With the addition of that trio, there’s undoubtedly more attention on the women’s game this season. The dunking, shot-blocking Griner may have come in with more of the hype, but it’s Delle Donne who’s quickly emerging as the face of the WNBA. Which is why rather than head overseas to chase a check during the offseason, as most players do, Elena plans instead to stay home, rest up, run camps, shake hands and kiss babies on behalf of the sport.

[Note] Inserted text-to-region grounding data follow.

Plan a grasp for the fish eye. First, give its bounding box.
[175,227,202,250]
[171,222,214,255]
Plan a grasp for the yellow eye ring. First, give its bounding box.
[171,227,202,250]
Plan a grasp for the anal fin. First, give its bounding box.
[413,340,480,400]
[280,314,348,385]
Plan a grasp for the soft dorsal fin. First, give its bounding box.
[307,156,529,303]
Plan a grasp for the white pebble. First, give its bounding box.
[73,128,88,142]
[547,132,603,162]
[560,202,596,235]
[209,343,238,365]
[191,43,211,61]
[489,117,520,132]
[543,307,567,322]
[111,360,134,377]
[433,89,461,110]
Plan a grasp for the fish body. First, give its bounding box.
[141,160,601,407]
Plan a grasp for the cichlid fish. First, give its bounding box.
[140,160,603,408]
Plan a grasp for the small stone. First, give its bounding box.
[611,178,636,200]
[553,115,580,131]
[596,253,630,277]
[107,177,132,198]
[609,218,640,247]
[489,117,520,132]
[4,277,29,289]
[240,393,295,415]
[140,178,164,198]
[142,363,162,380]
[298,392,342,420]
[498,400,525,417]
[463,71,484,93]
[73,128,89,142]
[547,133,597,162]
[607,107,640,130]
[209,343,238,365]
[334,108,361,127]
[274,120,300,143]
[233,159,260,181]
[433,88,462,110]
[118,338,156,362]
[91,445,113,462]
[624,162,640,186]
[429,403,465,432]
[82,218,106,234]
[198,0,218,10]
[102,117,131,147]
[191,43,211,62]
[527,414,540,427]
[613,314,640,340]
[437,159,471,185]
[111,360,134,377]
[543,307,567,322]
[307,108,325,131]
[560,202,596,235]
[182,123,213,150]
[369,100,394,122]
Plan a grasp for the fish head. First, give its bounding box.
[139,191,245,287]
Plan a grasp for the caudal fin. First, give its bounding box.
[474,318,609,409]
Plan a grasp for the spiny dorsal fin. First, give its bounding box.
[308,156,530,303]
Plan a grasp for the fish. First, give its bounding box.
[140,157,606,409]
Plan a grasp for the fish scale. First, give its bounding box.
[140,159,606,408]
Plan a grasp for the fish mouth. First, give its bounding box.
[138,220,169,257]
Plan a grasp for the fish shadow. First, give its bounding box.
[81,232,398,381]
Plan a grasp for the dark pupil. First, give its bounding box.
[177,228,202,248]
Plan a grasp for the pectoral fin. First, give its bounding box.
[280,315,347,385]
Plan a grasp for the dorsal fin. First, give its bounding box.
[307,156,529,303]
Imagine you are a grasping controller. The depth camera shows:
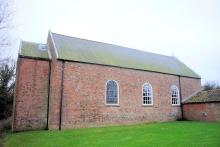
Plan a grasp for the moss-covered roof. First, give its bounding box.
[19,41,49,59]
[183,89,220,104]
[51,33,200,78]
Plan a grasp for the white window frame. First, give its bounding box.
[105,80,120,106]
[141,82,154,106]
[170,85,180,106]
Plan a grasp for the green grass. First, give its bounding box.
[4,121,220,147]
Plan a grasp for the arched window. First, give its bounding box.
[106,80,119,105]
[142,83,153,105]
[171,85,180,105]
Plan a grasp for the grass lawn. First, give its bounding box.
[3,121,220,147]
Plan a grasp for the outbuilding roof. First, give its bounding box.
[183,89,220,104]
[51,33,200,78]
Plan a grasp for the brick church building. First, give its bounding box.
[13,32,201,131]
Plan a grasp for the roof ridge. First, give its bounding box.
[20,40,47,45]
[51,32,173,58]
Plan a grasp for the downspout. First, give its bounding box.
[12,55,21,132]
[46,61,51,130]
[59,61,65,130]
[178,75,183,119]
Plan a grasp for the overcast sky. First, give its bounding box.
[8,0,220,83]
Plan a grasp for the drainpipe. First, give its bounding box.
[59,61,65,130]
[46,61,51,130]
[178,75,183,119]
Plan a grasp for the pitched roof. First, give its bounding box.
[183,89,220,104]
[19,41,49,59]
[51,33,200,78]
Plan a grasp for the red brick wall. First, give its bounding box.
[57,62,200,128]
[13,58,49,131]
[183,102,220,122]
[180,77,202,100]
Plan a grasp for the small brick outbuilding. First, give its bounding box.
[183,89,220,122]
[13,32,201,131]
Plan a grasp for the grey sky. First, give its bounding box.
[9,0,220,83]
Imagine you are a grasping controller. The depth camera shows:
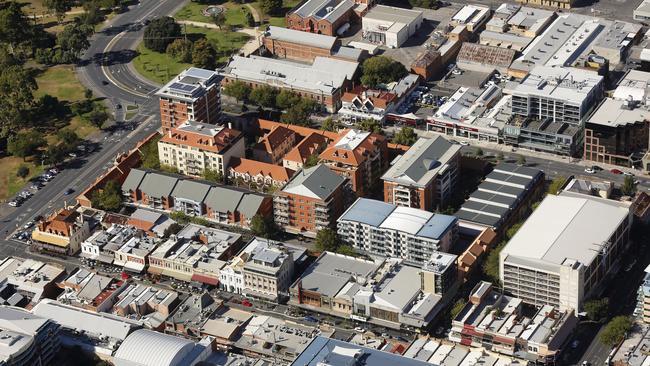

“Sometimes I sit back and think about where the league is at and where I want it to go, but the best way to do that is to put a good product out on the court. So you’ve just got to go about your business day to day and put out a good product. Then people will start to follow,” says Delle Donne, who refuses to set goals in terms of hardware or statistics, but when pressed, acknowledges she does want to leave a lasting impact on women’s hoops. “Hopefully, one day we’ll be able to look back and see that I was a unique player that changed the way that people looked at the game.”
Elevating the game takes a special player. So just how good can she be?
“I don’t want to say the ‘Sky is the limit,’ it sounds corny,” Chatman says. “But it—I stutter thinking about it, because I’m excited.”
Chicago assistant coach Tree Rollins, who played 18 seasons in the NBA, thinks she can be “one of the top-five players to ever play.”
Delle Donne meets the high praise by crediting her teammates, like Cash and fellow All-Stars Sylvia Fowles and Epiphanny Prince, all of whom know that EDD is the straw that stirs the drink. “She wants to be the best,” says Cash. “She works like she’s going to be the best. Only time will tell.”